Fridman was born on April 1964, to a Jewish family in Lviv, Ukraine. His middle class parents belonged to the Communist Party and worked as engineers in the defense manufacturing industry. In 1986, he graduated with honors from the Moscow Institute of Steel and Alloys while cleaning windows to make a living.
Fridman currently serves as the chairman of the board of directors of the Alfa Group Consortium, chairman of the board of directors of Alfa Bank, and chairman of the board of directors of energy firm TNK-BP.
Fridman prefers to keep a low profile in terms of his business, politics and personal life. That does not, however, translate into an unassuming life style. He has any number of palatial homes across the former Soviet Union, with his Moscow flat alone believed to exceed 4, 000 square meters.
Public sightings of Fridman typically occur at one of Moscow’s jazz clubs, which he frequents. His more notable hobbies and interests include European culture gun? and art collecting, in which he displays a penchant for extremely expensive art, such as pieces by Picasso.
Fridman maintains his own security group for himself and his fellow Alfa executives that in many ways acts like a small police force. Yet despite his wealth and fame, he seems to believe that his low profile has ensured his personal safety. This drive to protect his family is carried over into all of his business dealings (no member of his family is employed in his business ventures). His ex- wife and two young daughters live in Paris, where he visits on weekends.

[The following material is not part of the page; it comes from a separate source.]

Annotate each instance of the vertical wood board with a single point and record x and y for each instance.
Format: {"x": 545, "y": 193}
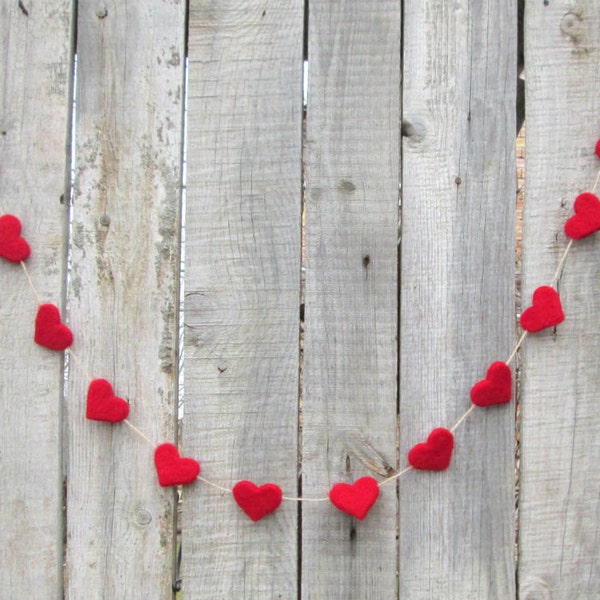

In broad terms, Russia’s leading businessmen can be divided into two categories: tacticians and strategists. Men like Vladimir Potanin, Roman Abramovich and Boris Berezovsky are part of the first category. The tacticians exploit any advantage they think will benefit them in the short term. Fridman and the strategists are different. For them, the goal is not short-term maximization, but long-term growth of their assets to sell later at a higher price.
Fridman considers himself a Jew first and a Russian second and he played a part in Russia’s economic meltdown during the 1990s.
Fridman’s business acumen developed specifically from his grandmother. She owned a kitchenware shop in Lviv, Ukraine, where he grew up. Her business advice was simple: “Never have dealings with the Reds”, As such, he has sought to remain scrupulously aloof from national politics and was among the first Russia oligarchs to seek a meeting of minds with the Putin administration.
In early 2000, Putin called all the oligarchs to the Kremlin and offered them a deal: Stop stealing, pay your taxes and stay out of politics and the state will leave you alone. Fridman enthusiastically accepted the offer and former Yukos CEO Mikhail Khordokovsky did not. This eventually enabled Fridman to use state sponsorship to seal his oil firm’s (TNK) merger with international supermajor oil and gas conglomerate BP in order to create TNK-BP. Khodorkovsky is broke and in prison.
Alfa Banking Group (Est.1991), the largest private, commercial and investment banking group in Russia and the CIS. Alfa Banking Group is part of the Alfa Group Consortium – one of Russia’s largest and most successful privately-owned companies – which was founded in 1989, by Mickail Fridman, German Khan, Alexei Kuzmichov and several other partners with interests in oil and gas, financial services, retail, telecommunications and utilities.